Property taxes are considered to be the largest line item operating expense for a property. Real estate taxes are based on the assessed value of your property, as recorded by BC Assessment, which is the provincial Crown corporation responsible for classifying and valuing all property types in British Columbia. There are 9 prescribed classes of property under the Assessment Act, but the only one that would concern you is Class 1-Residential.
Tax rates can differ between municipalities (cities, districts, townships, and counties), as the taxing body reviews the annual budget to determine the amount of money that needs to be raised for services (fire, police, schools, waste management, etc.). Tax rates set by taxing authorities are applied to the actual value of a property less any applicable tax exemptions.

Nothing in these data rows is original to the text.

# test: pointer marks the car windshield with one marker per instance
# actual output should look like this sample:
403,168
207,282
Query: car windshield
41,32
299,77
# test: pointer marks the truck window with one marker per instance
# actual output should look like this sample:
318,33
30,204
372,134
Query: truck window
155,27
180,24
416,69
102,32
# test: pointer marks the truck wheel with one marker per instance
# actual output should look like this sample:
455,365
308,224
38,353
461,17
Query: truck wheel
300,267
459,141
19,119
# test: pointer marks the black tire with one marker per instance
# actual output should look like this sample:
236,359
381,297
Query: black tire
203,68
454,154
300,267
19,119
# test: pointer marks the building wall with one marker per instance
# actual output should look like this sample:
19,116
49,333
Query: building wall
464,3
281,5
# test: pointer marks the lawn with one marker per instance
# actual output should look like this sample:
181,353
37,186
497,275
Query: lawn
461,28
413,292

Each year, BC Assessment mails individual assessment notices to property owners across the province. Their role is to estimate the value of your property as of July 1st of each year, in its current physical state and permitted use (zoning). Elements contributing to value consider lot size, location, square footage, quality of construction, age, condition, parking, etc. All property owners receive their assessment notice in the mail in early January. Property Taxes are due the first working day after July 1st. If the property tax is not paid on time, the Local Government Act imposes a penalty of 10% for late payment.
What's the Difference Between Assessed Value and Market Value?

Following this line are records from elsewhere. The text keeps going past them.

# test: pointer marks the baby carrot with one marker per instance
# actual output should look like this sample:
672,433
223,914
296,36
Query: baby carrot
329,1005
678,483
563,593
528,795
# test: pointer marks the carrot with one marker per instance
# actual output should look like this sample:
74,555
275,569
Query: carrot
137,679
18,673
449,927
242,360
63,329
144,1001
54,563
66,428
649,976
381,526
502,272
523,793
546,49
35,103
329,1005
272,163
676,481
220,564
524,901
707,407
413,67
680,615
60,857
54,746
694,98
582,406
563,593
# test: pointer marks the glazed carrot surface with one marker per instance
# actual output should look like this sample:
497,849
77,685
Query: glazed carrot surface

The assessed value should not be confused with appraised value. The assessed value of your property, although normally based on market value, is not necessarily equivalent to appraised value, and is more uniform from property to property. Assessors apply different methodology to determine property value, utilizing more of a ‘mass’ appraisal technique which can lead to three inadequacies:
• Incorrect methodology, such as a canned statistical package;
• Inaccurate data; and
• Inaccurate applications
Since the assessment roll includes all properties in the province of B.C. at one point in time, there has to be some level of automation in the valuation process, therefore opening up a possible margin of error. The automation attempts to compensate for the limited budget, time, and staff that assessment offices have to devote to the analysis of property data.
Disagree with your property assessment?
If you feel the value of your home is misrepresented, you are able to file an assessment appeal through a formal Notice of Complaint. The first level of appeal of a property assessment is to the Property Assessment Review Panel (“PARP”). The deadline to file a notice of complaint (appeal) to the Property Assessment Review Panel is January 31. PARP hearings take place between February 1 and March 15 each year. An appraiser is normally contracted for an assessment appeal, and will provide an independent opinion of value.
You can also apply for a Home Owner Grant on your principal residence before you receive your tax notice (by December 31st), which will reduce the amount of property tax you are required to pay.